Machine learning to the rescue
The first step was to collect the necessary data. A Garmin device on the bike gives us the actuals (like total distance and climbing meters) for each race. A crank-based power meter also gives us a precise calculation of the calories burned. We have a TCX file with GPS coordinates which provides us with metrics on the profile of the race (distance, climbing metres, difficulty, etc.).
We also have information about riders’ weight, height, and role (whether they are a sprinter or a climber, for instance). Finally, we take weather conditions into account. Combining the weather forecast with GPS information and the rider’s location allows us to calculate the wind effect – whether it’s a tailwind or headwind.
Data gathering and visualisation are powered by Smartbase, a data management and analytics platform for athletes. The coaches use this environment to enter the actuals. We then use this data to prepare the forecasts.
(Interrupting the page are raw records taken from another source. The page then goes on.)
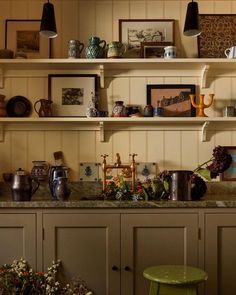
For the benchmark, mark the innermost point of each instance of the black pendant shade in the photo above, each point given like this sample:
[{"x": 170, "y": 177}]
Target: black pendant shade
[
  {"x": 48, "y": 22},
  {"x": 191, "y": 26}
]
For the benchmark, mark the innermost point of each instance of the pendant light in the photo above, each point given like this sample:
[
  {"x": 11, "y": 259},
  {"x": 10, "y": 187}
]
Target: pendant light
[
  {"x": 191, "y": 26},
  {"x": 48, "y": 23}
]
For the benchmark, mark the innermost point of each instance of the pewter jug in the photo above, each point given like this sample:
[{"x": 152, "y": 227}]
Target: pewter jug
[
  {"x": 180, "y": 185},
  {"x": 54, "y": 173},
  {"x": 95, "y": 50},
  {"x": 23, "y": 186}
]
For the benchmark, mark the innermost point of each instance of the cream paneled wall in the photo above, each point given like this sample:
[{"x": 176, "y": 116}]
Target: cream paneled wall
[{"x": 80, "y": 20}]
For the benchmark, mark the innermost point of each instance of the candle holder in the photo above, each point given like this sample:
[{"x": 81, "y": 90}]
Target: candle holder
[{"x": 201, "y": 105}]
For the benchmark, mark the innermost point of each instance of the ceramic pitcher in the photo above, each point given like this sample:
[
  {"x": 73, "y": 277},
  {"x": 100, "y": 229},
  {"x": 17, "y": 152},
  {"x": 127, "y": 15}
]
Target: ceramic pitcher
[
  {"x": 115, "y": 49},
  {"x": 96, "y": 48}
]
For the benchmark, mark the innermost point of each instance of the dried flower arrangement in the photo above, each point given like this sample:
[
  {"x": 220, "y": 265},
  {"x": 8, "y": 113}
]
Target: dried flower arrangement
[{"x": 19, "y": 278}]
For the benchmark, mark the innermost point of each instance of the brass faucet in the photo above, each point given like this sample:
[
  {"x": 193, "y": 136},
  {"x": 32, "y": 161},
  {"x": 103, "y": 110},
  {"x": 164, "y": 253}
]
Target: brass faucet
[{"x": 118, "y": 165}]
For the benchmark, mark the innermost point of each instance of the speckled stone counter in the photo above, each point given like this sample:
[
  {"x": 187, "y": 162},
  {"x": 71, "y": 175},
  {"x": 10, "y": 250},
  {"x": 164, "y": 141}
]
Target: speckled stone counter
[{"x": 84, "y": 195}]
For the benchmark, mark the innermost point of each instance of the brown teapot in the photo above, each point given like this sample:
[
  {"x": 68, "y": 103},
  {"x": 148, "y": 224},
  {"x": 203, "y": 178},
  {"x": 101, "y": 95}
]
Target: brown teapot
[
  {"x": 22, "y": 185},
  {"x": 45, "y": 109}
]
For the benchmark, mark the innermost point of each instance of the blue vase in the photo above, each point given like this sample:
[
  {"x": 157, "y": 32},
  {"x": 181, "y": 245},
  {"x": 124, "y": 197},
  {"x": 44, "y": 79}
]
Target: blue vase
[{"x": 95, "y": 49}]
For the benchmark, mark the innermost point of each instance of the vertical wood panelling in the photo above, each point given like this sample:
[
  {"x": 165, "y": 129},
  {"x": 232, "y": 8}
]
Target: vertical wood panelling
[
  {"x": 121, "y": 145},
  {"x": 155, "y": 9},
  {"x": 138, "y": 91},
  {"x": 172, "y": 149},
  {"x": 87, "y": 20},
  {"x": 53, "y": 143},
  {"x": 138, "y": 145},
  {"x": 87, "y": 146},
  {"x": 19, "y": 150},
  {"x": 155, "y": 148},
  {"x": 70, "y": 24},
  {"x": 5, "y": 152},
  {"x": 104, "y": 20},
  {"x": 120, "y": 11},
  {"x": 137, "y": 9},
  {"x": 70, "y": 151},
  {"x": 189, "y": 150}
]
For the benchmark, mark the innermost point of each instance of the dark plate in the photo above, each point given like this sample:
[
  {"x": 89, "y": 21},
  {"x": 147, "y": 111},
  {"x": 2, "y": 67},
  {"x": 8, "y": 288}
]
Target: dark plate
[{"x": 18, "y": 106}]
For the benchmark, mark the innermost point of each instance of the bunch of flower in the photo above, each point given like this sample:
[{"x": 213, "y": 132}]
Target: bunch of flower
[{"x": 19, "y": 278}]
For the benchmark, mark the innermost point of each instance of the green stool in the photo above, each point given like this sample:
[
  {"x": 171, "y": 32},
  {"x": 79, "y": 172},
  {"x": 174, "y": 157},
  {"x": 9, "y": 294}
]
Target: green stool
[{"x": 174, "y": 279}]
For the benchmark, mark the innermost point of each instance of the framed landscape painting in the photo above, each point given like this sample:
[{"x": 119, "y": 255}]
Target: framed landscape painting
[
  {"x": 22, "y": 36},
  {"x": 173, "y": 98},
  {"x": 134, "y": 31}
]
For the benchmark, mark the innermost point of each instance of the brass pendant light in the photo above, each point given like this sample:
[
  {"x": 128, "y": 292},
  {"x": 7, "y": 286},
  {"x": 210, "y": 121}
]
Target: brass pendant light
[{"x": 48, "y": 22}]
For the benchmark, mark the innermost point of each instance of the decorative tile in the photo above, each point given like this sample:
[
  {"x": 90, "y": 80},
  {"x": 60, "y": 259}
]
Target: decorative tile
[
  {"x": 89, "y": 171},
  {"x": 144, "y": 170}
]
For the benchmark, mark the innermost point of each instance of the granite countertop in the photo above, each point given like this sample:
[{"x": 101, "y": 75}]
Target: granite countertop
[{"x": 219, "y": 195}]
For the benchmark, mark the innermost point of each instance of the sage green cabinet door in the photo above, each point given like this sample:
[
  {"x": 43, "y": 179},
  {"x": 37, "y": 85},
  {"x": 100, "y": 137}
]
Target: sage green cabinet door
[
  {"x": 220, "y": 253},
  {"x": 18, "y": 237},
  {"x": 88, "y": 245},
  {"x": 154, "y": 239}
]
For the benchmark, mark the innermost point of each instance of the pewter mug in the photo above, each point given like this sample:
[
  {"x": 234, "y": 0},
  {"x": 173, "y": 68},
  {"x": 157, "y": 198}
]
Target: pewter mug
[
  {"x": 180, "y": 185},
  {"x": 23, "y": 186}
]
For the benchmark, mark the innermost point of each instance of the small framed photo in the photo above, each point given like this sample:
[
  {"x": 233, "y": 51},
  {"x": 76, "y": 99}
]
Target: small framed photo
[
  {"x": 218, "y": 34},
  {"x": 153, "y": 49},
  {"x": 134, "y": 31},
  {"x": 174, "y": 99},
  {"x": 22, "y": 36},
  {"x": 230, "y": 173},
  {"x": 71, "y": 93}
]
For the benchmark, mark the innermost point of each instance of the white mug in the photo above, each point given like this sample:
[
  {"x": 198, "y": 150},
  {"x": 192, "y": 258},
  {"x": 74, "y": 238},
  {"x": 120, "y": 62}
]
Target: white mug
[
  {"x": 170, "y": 52},
  {"x": 231, "y": 52}
]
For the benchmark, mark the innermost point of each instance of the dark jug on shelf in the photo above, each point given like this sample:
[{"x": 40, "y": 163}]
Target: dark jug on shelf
[
  {"x": 180, "y": 185},
  {"x": 54, "y": 173},
  {"x": 22, "y": 185},
  {"x": 45, "y": 109}
]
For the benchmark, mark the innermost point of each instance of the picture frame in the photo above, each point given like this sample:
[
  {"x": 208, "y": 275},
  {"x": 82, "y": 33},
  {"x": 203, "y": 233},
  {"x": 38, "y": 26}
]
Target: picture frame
[
  {"x": 218, "y": 34},
  {"x": 153, "y": 49},
  {"x": 172, "y": 98},
  {"x": 230, "y": 173},
  {"x": 22, "y": 37},
  {"x": 134, "y": 31},
  {"x": 71, "y": 93}
]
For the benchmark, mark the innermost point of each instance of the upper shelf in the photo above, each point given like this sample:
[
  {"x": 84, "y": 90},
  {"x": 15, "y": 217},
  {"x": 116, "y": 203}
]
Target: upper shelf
[{"x": 122, "y": 64}]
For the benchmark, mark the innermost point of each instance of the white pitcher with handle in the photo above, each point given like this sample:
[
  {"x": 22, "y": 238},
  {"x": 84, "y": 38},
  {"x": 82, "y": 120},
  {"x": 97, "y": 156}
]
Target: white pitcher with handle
[{"x": 230, "y": 52}]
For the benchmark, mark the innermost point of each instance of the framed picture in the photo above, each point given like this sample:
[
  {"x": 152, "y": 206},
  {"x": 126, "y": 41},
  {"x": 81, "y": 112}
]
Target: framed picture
[
  {"x": 174, "y": 99},
  {"x": 134, "y": 31},
  {"x": 218, "y": 34},
  {"x": 22, "y": 36},
  {"x": 153, "y": 49},
  {"x": 71, "y": 93},
  {"x": 230, "y": 173}
]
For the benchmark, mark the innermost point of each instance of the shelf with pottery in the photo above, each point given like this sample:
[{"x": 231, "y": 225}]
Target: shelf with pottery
[
  {"x": 124, "y": 123},
  {"x": 121, "y": 66}
]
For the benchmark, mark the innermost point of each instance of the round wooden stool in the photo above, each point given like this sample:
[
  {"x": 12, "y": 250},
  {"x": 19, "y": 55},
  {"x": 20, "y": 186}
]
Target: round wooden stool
[{"x": 174, "y": 279}]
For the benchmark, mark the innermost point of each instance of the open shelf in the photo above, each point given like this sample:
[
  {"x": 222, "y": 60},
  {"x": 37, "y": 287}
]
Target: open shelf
[
  {"x": 110, "y": 124},
  {"x": 201, "y": 65}
]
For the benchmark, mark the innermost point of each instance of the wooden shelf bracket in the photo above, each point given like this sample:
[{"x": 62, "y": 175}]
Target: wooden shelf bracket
[
  {"x": 101, "y": 68},
  {"x": 204, "y": 76},
  {"x": 102, "y": 131},
  {"x": 204, "y": 131}
]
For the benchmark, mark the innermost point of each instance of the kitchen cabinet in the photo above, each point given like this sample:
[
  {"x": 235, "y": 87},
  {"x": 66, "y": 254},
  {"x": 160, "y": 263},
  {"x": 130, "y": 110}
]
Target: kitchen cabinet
[
  {"x": 18, "y": 237},
  {"x": 89, "y": 245},
  {"x": 220, "y": 257}
]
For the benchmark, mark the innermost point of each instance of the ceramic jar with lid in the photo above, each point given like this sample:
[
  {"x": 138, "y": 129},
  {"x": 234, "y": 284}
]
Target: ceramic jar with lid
[{"x": 119, "y": 110}]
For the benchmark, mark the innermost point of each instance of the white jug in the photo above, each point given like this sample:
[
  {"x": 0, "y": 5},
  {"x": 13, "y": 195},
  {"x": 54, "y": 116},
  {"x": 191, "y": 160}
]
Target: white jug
[{"x": 231, "y": 52}]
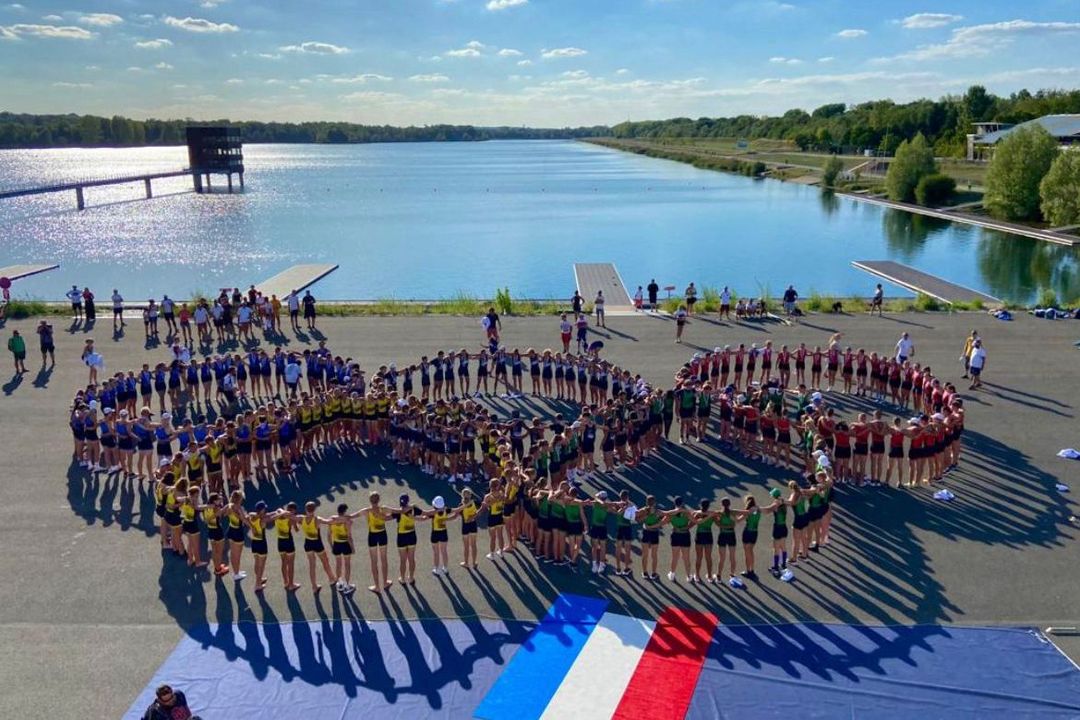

Part of the work also entails pre-processing this data and removing outliers. For example, a cyclist might forget to turn off their Garmin device, so we need to exclude the “noise” from the data set. We also made some variables relative, like power, energy and elevation, to make it easier to compare stages and races.
Using training examples, we apply supervised learning to teach our algorithm the outcome of the calorie predictions. This is a regression problem, and we selected random forest as the best machine learning algorithm to solve it.
So, how accurate is the resulting model? We have used different metrics to evaluate its performance. For example, we looked at the R-squared of our model and the manual predictions done by coaches. The R-squared measures the strength of the relationship between the model and the dependent variable (calories) on a convenient 0-100% scale.
The machine-learning model got a score of 82%, while the manual predictions got a score of 52%. That means coaches now get the results in a split second, improving accuracy and saving valuable time.
With the calorie estimates powered by machine learning, coaches simply need to enter riders’ calories into an app which provides optimised proportions for each meal in return – an important step in helping our cycling stars do what they do best: work hard and succeed.